This is eye-opening. I have been having trouble writing one of my stories, and this actually helps me understand what I was trying to do. Do you have some other suggestions for me to read/watch to help in portraying these small daily tragedies?

Kessie Carroll
Member

Oooh, this is a very good analysis. Even as a little kid, I understood that the dad was in trouble on that tragic walk to work. And for some reason, watching them tear up his flower and break his hat was silly and awful at the same time. But a child could understand it. Watching a parent die? As a kid, that was too sad to grasp. I stayed away from those kinds of stories.

Autumn Grayson
Guest

Haven’t seen the new Mary Poppins movie, but something to consider is that people often aren’t upset about the small things in and of themselves, but rather their implications and results.

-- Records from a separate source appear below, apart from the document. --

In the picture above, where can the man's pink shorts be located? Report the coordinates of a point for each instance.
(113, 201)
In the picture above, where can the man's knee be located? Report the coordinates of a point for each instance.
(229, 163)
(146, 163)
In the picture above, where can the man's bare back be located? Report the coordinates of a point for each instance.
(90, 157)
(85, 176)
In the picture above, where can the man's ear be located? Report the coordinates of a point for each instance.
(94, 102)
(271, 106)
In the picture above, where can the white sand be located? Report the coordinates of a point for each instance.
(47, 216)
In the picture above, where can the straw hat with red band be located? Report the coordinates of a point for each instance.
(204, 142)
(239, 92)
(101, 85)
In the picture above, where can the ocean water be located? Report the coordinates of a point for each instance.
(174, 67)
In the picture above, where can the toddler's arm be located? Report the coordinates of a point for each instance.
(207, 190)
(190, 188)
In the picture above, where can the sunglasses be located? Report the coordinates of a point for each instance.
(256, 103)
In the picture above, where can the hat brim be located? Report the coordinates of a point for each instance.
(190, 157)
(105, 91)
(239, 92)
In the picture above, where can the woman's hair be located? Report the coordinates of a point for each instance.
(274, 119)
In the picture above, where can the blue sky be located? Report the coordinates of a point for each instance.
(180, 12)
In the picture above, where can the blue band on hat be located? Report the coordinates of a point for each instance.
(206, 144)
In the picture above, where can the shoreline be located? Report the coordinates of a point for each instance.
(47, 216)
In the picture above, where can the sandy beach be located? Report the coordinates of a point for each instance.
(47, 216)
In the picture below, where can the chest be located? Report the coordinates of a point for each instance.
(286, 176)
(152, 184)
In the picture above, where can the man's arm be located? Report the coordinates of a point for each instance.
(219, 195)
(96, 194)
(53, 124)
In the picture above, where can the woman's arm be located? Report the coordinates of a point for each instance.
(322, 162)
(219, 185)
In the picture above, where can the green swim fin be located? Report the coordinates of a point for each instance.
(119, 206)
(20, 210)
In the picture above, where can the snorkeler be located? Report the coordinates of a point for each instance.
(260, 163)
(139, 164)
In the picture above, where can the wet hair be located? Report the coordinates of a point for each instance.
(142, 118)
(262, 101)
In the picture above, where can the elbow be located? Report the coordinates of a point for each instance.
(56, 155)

If a parent doesn’t spend enough time with their kid, the kid isn’t necessarily going to be super upset about one or two times when the parent misses an event or conversation. The child will probably instead be upset by implications such as ‘my parent doesn’t care about me’ or ‘my parent won’t take the time to teach me things I need to succeed in life. I’m scared about my future.’

Of course, even little every day tragedies can snowball into things with major consequences. In my current WIP, the main char’s mother was often rather harsh and strict toward her son, and even though she actually cared about him, she didn’t show it often enough. It completely destroyed their relationship and led to her son making a lot of bad decisions.